2. Credibility and Corroboration

We next review the agencys credibility and corroboration determinations for substantial evidence. See 8 U.S.C. § 1252(b)(4)(B); Hong Fei Gao v. Sessions, 891 F.3d 67, 76 (2d Cir. 2018) (credibility); Chuilu Liu v. Holder, 575 F.3d 193, 196 (2d Cir. 2009) (corroboration). In finding K.O. not credible, the IJ made several errors.

First, there is nothing in the record to support the IJs finding that K.O. used his cousins name at the consulate in Nigeria. Instead, as the Government does not dispute, the relevant document on which the IJ relied indicates that K.O. applied for a visa in Nigeria using his own identity. Appellees Br. 45; CAR 493–94. Second, in assessing K.O.’s credibility based on his past interactions with police officers, the IJ failed to consider K.O.’s allegations of past harm and mental illness. See Ming Shi Xue v. BIA, 439 F.3d 111, 123–25 (2d Cir. 2006). Third, the IJ failed to consider whether the summary of K.O.’s interview with the ICE officer was reliable in light of K.O.’s expressed fear of correctional officials based on his experience with Nigerian military officials. See Ming Zhang v. Holder, 585 F.3d 715, 723–25 (2d Cir. 2009).

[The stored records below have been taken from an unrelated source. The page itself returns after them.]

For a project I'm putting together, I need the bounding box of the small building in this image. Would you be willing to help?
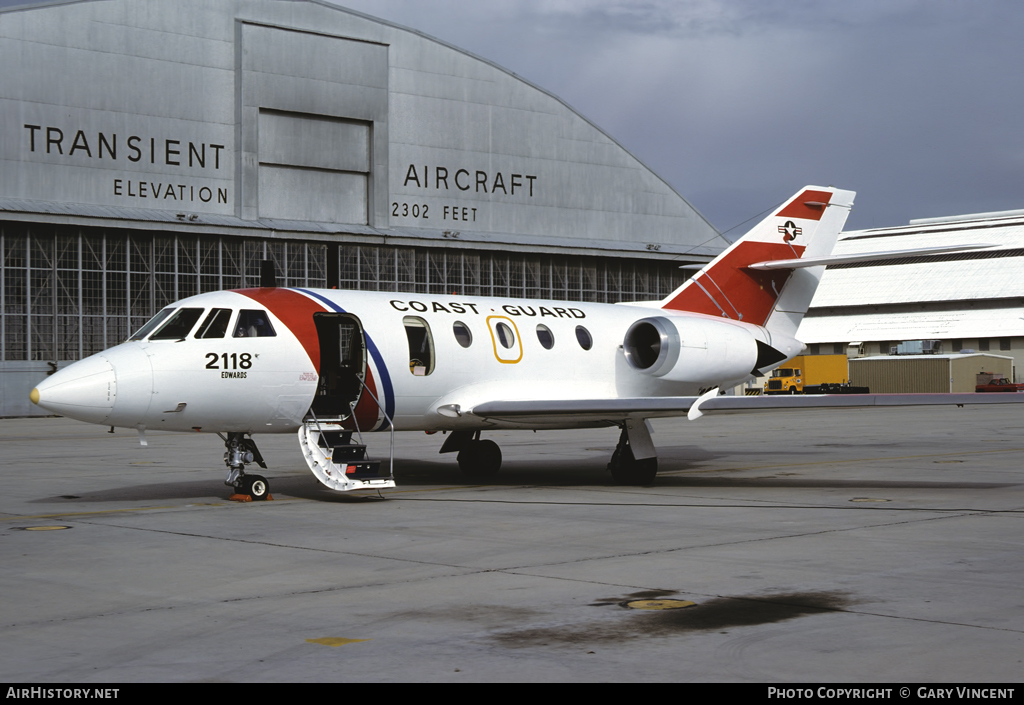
[798,210,1024,391]
[850,353,1013,395]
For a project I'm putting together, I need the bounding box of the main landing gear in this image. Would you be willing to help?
[440,430,502,480]
[217,432,272,502]
[608,421,657,486]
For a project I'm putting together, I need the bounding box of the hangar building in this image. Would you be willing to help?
[0,0,728,416]
[798,210,1024,381]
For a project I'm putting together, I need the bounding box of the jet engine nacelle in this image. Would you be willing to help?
[623,316,758,383]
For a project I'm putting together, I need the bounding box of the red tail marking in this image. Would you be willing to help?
[776,190,833,220]
[665,239,808,325]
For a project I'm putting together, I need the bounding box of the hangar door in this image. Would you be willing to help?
[241,25,388,224]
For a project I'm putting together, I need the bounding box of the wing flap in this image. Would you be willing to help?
[469,393,1024,421]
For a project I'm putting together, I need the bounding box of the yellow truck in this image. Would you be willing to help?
[764,355,868,395]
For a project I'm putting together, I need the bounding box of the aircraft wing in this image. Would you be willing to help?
[463,393,1024,421]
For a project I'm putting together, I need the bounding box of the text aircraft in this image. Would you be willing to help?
[25,186,1015,499]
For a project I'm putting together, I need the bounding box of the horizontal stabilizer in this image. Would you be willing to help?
[746,245,995,271]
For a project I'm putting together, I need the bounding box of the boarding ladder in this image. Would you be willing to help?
[299,379,395,492]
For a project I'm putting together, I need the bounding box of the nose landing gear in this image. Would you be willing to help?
[217,432,273,502]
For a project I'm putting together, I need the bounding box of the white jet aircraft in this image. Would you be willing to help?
[31,186,1016,500]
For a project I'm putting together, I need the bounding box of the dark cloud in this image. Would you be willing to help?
[339,0,1024,230]
[8,0,1024,235]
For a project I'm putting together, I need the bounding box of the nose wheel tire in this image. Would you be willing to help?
[239,474,270,502]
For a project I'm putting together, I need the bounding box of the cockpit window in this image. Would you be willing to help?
[196,308,231,339]
[128,307,174,340]
[234,309,276,338]
[150,308,203,340]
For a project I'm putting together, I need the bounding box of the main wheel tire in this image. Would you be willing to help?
[459,441,502,480]
[242,474,270,502]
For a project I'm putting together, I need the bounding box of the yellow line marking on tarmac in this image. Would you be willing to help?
[658,448,1024,474]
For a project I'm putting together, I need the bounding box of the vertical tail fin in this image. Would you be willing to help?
[662,186,855,337]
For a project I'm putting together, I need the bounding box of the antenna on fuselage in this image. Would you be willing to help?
[259,259,278,288]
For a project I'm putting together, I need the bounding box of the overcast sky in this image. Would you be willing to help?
[339,0,1024,233]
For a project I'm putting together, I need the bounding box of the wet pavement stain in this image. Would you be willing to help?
[490,590,853,649]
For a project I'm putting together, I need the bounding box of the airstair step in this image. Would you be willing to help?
[338,460,381,480]
[331,443,367,463]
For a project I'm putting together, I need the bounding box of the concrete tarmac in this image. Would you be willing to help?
[0,407,1024,685]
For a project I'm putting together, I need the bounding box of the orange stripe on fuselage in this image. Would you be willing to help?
[664,239,812,325]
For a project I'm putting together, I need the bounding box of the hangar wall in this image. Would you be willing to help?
[0,0,728,415]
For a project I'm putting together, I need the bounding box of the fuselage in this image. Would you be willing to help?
[33,288,800,433]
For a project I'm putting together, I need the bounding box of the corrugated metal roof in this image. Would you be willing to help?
[797,306,1024,343]
[800,211,1024,342]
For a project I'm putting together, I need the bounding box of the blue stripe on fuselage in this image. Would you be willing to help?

The Government argues that an IJ may consider ancillary issues, such as the implausibility that correctional officers would falsely accuse K.O. of assault after he refused a strip search. Appellees Br. 42, 46. That may be so, but that finding alone is not substantial evidence for the adverse credibility determination. See Xiu Xia Lin v. Mukasey, 534 F.3d 162, 164, 167 (2d Cir. 2008) (requiring agency to consider “totality of the circumstances”). Absent the initial findings that called into question K.O.’s credibility, the absence of corroboration cannot be a basis for the adverse credibility determination. See Chuilu Liu, 575 F.3d at 198 n.5 (“[A] failure to corroborate cannot, without more, support an adverse credibility determination.”).

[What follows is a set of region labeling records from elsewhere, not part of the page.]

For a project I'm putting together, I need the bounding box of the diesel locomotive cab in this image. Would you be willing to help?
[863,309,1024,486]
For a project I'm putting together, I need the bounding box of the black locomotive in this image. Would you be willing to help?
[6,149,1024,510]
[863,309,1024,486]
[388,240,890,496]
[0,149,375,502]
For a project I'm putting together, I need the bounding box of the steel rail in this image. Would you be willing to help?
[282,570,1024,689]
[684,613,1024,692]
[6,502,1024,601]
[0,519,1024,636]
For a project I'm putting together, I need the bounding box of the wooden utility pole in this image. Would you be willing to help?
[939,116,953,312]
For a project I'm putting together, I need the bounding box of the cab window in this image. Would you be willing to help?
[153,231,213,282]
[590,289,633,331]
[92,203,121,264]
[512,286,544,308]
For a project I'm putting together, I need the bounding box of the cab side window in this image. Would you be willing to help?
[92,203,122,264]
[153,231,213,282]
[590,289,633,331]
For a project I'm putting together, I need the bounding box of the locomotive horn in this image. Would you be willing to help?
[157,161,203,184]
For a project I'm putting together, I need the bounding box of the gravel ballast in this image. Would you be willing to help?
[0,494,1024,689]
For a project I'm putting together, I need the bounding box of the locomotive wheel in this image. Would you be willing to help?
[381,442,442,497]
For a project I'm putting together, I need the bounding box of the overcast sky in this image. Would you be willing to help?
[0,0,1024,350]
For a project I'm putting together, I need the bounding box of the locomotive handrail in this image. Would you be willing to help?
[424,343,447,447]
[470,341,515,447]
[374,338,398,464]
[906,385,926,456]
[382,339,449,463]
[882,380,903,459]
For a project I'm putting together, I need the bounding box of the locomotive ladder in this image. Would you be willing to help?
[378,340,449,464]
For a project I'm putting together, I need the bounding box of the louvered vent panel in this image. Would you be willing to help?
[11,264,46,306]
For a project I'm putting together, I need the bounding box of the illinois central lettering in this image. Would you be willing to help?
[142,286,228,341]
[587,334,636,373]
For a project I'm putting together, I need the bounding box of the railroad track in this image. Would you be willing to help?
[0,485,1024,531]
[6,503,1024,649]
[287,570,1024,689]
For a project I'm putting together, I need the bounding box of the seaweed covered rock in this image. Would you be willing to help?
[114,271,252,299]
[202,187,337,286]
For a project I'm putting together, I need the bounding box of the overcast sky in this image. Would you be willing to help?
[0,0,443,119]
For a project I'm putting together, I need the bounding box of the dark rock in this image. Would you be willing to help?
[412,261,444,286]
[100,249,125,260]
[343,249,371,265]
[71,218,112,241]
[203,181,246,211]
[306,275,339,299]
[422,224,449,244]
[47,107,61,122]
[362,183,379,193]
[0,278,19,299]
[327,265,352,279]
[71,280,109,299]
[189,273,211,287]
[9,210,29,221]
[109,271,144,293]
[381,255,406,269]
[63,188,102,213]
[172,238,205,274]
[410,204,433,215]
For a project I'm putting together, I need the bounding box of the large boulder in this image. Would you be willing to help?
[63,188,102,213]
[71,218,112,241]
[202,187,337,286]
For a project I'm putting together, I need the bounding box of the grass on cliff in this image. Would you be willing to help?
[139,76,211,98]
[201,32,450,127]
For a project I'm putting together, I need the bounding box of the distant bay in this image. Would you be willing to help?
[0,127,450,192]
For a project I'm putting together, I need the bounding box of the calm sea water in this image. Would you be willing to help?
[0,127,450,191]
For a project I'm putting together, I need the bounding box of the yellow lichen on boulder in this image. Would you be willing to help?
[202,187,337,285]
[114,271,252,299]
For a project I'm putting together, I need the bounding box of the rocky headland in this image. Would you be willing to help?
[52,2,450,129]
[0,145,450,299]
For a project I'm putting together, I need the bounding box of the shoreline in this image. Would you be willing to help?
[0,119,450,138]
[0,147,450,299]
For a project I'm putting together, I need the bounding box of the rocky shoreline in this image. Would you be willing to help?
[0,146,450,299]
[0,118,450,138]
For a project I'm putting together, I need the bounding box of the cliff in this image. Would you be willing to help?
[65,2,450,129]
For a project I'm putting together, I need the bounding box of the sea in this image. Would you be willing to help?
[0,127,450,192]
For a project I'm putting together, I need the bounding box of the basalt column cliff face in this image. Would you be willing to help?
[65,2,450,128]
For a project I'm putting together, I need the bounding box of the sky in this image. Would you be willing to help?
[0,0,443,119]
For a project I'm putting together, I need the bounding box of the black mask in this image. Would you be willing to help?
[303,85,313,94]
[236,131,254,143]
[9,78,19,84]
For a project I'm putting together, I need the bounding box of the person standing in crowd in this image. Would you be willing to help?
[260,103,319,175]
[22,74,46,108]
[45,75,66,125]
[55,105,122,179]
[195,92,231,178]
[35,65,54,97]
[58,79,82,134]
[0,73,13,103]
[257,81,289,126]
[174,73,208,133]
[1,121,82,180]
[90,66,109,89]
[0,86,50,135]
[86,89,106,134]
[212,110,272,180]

The agency also erred in ignoring a supplemental affidavit from K.O.’s mother, which described K.O.’s PTSD and the conduct of the Nigerian military officers who questioned her about K.O.’s whereabouts in September 2016. See Appx 2–3, 178. The Government does not dispute that the BIA ignored the affidavit but instead contends that “remand is not warranted because it would be futile.” Appellees Br. 52. We disagree. As the Government concedes, remand is warranted when there is a likelihood that the agency might have reached a different result. Id. at 53; see also Gurung v. Barr, 929 F.3d 56, 62 (2d Cir. 2019). The BIA acknowledged that K.O. submitted another supplemental affidavit from an uncle in the United States, but concluded that “[r]emand is not warranted for consideration of this evidence, as the respondents uncle does not claim to have first-hand knowledge of the respondents experiences in Nigeria and the evidence ․ is unlikely to change the result in this case.” Appx 2 n.1. The BIA had no similar reason that we can discern to ignore or reject the affidavit from K.O.’s mother, who claimed to have first-hand knowledge of K.O.’s experiences in Nigeria. See Appx 178–79. The BIAs failure to acknowledge the mothers affidavit warrants remand. See Tian-Yong Chen v. INS, 359 F.3d 121, 129 (2d Cir. 2004).

We have considered the Governments remaining arguments and conclude that they are without merit. For the foregoing reasons, the petition for review is GRANTED, the BIAs decision is VACATED, and the case is REMANDED for proceedings consistent with this order. All pending motions and applications are DENIED and stays VACATED.